Ketua Otoritas Jasa Keuangan (OJK), Mahendra Siregar, secara resmi menegaskan komitmen lembaga tersebut untuk terus melakukan pengawasan intensif terhadap likuiditas di sektor perbankan. Pernyataan ini muncul sebagai langkah responsif di tengah tekanan ekonomi nasional, menyusul pelemahan nilai tukar Rupiah yang kini telah menembus angka Rp18.000 per dolar Amerika Serikat.

Fluktuasi nilai tukar yang tajam ini tidak hanya menjadi perhatian pelaku pasar, tetapi juga memicu kekhawatiran di tengah masyarakat terkait keamanan dana nasabah di bank. Sebagai tulang punggung ekonomi yang menopang kehidupan jutaan penduduk, stabilitas industri perbankan menjadi prioritas utama regulator dalam menghadapi gejolak ekonomi global yang memicu arus balik investasi atau capital outflow.

Dalam langkah antisipatifnya, OJK telah menginstruksikan pengawasan ketat yang mencakup pemantauan posisi likuiditas bank secara *real-time* serta melakukan *stress testing* untuk memetakan ketahanan bank dalam menghadapi skenario ekonomi yang ekstrem. Upaya ini dilakukan untuk memastikan bahwa setiap bank mampu memenuhi kewajiban operasional maupun penarikan dana oleh nasabah di tengah kondisi pasar yang dinamis.

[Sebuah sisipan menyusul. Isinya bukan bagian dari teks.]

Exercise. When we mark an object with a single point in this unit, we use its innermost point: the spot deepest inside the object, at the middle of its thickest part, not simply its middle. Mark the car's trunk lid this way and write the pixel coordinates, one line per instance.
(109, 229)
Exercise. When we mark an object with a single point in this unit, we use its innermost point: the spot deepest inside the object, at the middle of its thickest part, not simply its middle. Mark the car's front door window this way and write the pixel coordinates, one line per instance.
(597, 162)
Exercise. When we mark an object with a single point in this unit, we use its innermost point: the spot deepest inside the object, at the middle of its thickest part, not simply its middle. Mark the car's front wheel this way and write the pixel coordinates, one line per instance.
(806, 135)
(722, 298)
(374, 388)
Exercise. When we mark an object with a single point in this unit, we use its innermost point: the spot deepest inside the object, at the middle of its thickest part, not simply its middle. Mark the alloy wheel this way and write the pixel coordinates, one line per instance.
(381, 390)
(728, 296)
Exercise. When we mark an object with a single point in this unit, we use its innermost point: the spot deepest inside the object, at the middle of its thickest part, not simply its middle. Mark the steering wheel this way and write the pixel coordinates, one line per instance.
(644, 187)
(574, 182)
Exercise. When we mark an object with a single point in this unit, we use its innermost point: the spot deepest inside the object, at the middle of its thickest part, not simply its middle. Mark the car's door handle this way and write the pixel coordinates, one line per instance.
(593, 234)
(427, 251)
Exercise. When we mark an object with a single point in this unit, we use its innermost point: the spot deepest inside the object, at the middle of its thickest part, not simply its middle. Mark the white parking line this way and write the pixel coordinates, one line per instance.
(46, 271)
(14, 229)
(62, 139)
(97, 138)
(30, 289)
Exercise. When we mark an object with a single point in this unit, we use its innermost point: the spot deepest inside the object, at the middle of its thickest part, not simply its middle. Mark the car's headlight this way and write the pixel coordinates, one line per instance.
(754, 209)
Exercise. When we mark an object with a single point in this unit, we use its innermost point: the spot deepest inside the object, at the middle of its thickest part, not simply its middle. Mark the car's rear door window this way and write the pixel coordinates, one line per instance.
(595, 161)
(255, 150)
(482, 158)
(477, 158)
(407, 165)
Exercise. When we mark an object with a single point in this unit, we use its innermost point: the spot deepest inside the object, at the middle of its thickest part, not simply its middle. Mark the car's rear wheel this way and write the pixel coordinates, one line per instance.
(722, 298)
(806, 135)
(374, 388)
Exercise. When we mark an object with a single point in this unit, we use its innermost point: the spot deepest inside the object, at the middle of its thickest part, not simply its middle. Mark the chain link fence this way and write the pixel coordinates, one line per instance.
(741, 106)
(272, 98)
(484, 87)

Selain intervensi teknis, OJK juga menekankan pentingnya menjaga kepercayaan publik melalui komunikasi yang transparan. Masyarakat diimbau untuk tidak panik dan memahami bahwa sistem perbankan nasional masih terjaga dengan baik di bawah pengawasan regulasi yang ketat. Sinergi antara OJK dan Bank Indonesia terus diperkuat, terutama dalam manajemen suku bunga dan stabilisasi likuiditas Rupiah guna memitigasi dampak pelemahan mata uang terhadap daya beli masyarakat.